Yesterday we went to our local beach – Spiaggia Arienzo. I blogged about it before in 2011 when we last visited it. In particular, the blog mentioned the number of steps from the road down to the beach – 239. Easy on the way down, not so much climbing back up.
Although the price for a lounger, umbrella and place on the beach at the Arienzo Beach Club has gone up from 9 to 20 Euros in the last 8 years, it’s still worth it with table service to your lounger being a winning idea. Lunch at the beach club was great and it is still amazing they can produce such good food, in such quantity, so quickly for lunch from a kitchen the size of a closet.
At the end of the day the 239 steps up to the road felt a lot steeper than 8 years ago and this old man needed a couple of stops along the way. Ideal breaks to grab a glance at the luxury villas that cling to this part of the coast.
If you have ever wondered why a tripod should be part of a photographers travel kit – here’s the reason.
Last night there was a fingernail moon over the bay as the last of the evening light faded. A perfect shot – but without a tripod it was a succession of ever so slightly blurred shots. No amount of ISO pushing or aperture opening could bring the shutter speed down to avoid camera movement.
The camera was braced, I was braced, but the result was always the same.
Note to self – next time pack the damn travel tripod.
Today my sister Tina from Austin in Texas was supposed to join us in Positano for the next week or so.
But just a few days ago she fell and broke her leg in multiple places. It was a bad break and has required pins, nuts, bolts, some nails, a couple of girders and multiple surgeries to repair as you can see from the X-ray.
It reminds me of some of the DIY repair work I’ve done around the house but hopefully with better results.
The doctors have done all they can but it’s going to take 6 to 8 weeks – with a chunk of that as bed rest – before Tina can start getting back to normal.
As a result she is unable to fly – or do anything much for that matter – so any thoughts of coming here are gone.

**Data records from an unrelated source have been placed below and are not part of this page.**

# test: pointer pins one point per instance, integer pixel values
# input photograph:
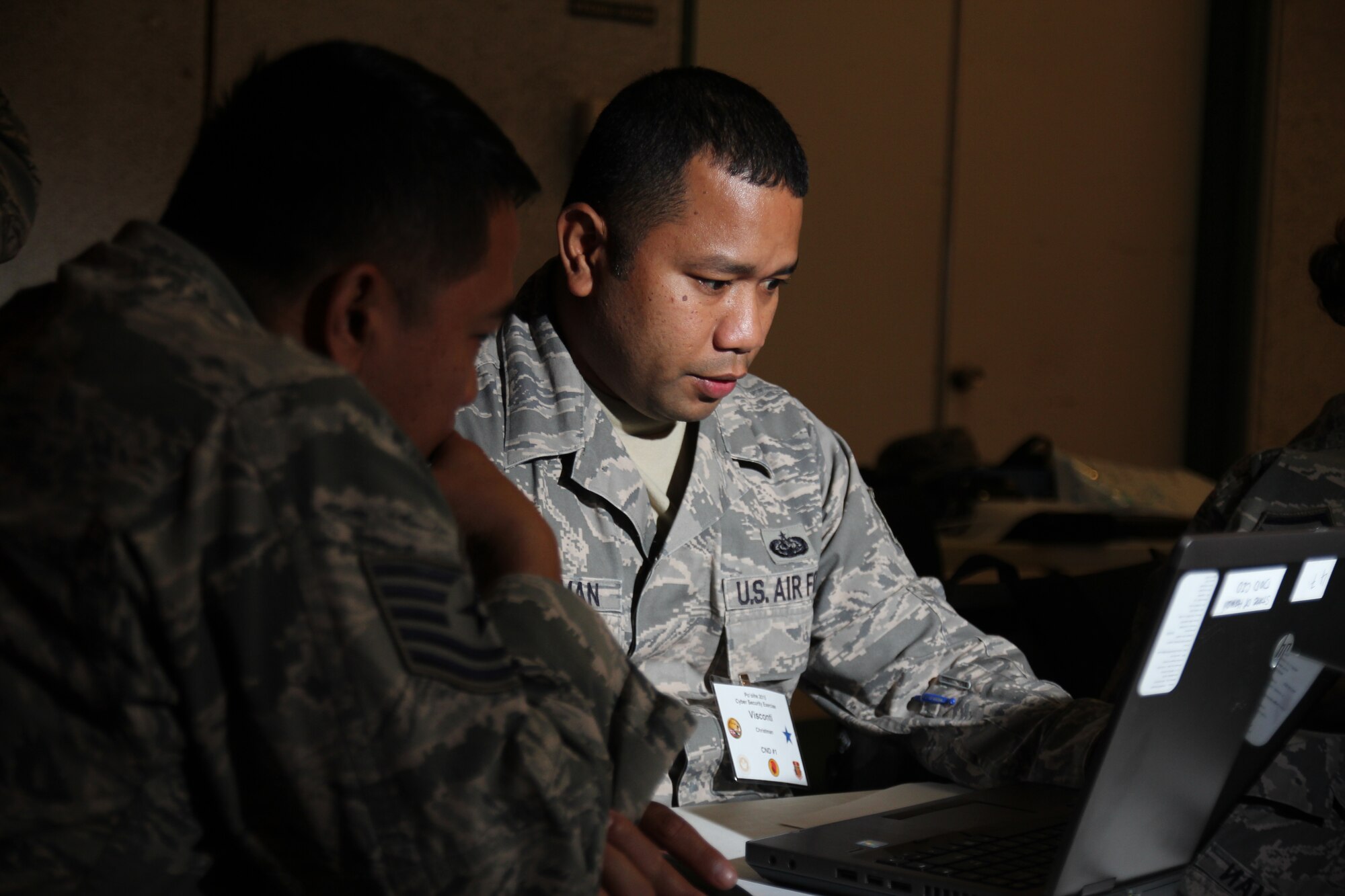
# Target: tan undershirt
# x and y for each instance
(661, 451)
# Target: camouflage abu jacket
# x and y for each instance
(1289, 836)
(239, 639)
(778, 565)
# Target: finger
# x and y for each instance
(676, 834)
(621, 876)
(648, 856)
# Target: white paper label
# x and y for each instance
(761, 735)
(1249, 591)
(1312, 580)
(1293, 676)
(1178, 634)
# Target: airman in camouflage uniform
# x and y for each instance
(18, 182)
(1289, 834)
(241, 645)
(720, 598)
(679, 231)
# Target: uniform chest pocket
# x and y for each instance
(770, 620)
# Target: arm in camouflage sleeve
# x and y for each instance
(882, 635)
(344, 745)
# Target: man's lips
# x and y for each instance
(716, 388)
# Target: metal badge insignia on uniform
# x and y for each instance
(442, 631)
(786, 544)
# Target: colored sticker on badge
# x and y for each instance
(787, 544)
(761, 733)
(439, 627)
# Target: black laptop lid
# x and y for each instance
(1182, 725)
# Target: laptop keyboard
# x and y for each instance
(1013, 861)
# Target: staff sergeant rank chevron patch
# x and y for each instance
(440, 628)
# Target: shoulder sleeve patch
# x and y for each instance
(440, 628)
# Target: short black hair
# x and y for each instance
(633, 165)
(342, 153)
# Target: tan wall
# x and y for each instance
(866, 85)
(1074, 213)
(1078, 178)
(527, 63)
(1299, 357)
(112, 92)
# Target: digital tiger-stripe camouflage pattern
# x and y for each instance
(778, 565)
(240, 643)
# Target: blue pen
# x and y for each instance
(929, 697)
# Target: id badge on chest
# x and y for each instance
(759, 731)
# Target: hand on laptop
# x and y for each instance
(502, 530)
(634, 861)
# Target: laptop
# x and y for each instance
(1178, 745)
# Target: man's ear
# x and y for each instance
(350, 315)
(584, 249)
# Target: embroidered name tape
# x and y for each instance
(779, 588)
(439, 627)
(603, 595)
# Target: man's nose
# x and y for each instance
(743, 327)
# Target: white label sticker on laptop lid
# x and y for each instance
(1178, 634)
(1312, 580)
(1293, 676)
(1249, 591)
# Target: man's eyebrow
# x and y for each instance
(726, 264)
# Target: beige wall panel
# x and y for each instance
(866, 85)
(1300, 354)
(1075, 222)
(112, 95)
(527, 63)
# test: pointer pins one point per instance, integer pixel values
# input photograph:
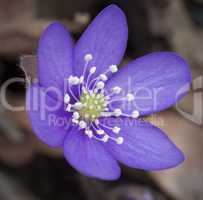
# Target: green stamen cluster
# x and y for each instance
(93, 105)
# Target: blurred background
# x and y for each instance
(30, 170)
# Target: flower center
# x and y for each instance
(93, 104)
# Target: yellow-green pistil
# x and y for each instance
(93, 105)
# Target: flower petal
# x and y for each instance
(144, 146)
(55, 56)
(105, 38)
(48, 119)
(89, 156)
(157, 80)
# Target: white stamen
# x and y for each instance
(105, 138)
(81, 79)
(113, 68)
(116, 129)
(100, 85)
(89, 133)
(93, 70)
(119, 140)
(76, 115)
(82, 124)
(100, 132)
(78, 105)
(103, 77)
(117, 112)
(135, 114)
(130, 97)
(116, 89)
(66, 98)
(106, 114)
(88, 57)
(73, 80)
(75, 121)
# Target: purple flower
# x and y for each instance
(85, 105)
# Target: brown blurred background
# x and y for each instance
(29, 170)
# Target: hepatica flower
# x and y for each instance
(93, 110)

We will miss her terribly and wish her all the best for the next few weeks. Keep your leg elevated Tina, and enjoy the endless waiter service.
Positano is known for its cats. They wander around the village under some form of collective ownership that means they get fed and looked after by, well, everyone. Despite the busy roads most seem to survive and lead long and happy lives – usually curled up in the shade during the day doing what cats do best – not much.
Casetta Arienzo comes with its own cat. It’s a little tabby cat with one eye, an insatiable appetite and a tail that never stops moving. It’s on our door step every morning when we get up and every night when we go to bed. It lies in the shade on the verandah when we are at home or out and about. It has decided it’s our cat.
Cat food is now part of our shopping list when we go to the alimentari and a bowl of water is permanently on the verandah. Ah, the responsibilities of parenthood.
I’d like to say that this post is all about Jean’s first lunch on a train.
The trip from Firenze to Napoli included lunch as we rocketed through the countryside north of Roma at 275km/h. Compared to typical airline food this was a feast of pasta, ragu and buffalo mozzarella all washed down with a Sicilian Chardonnay.
But really this post is just an excuse to use the title.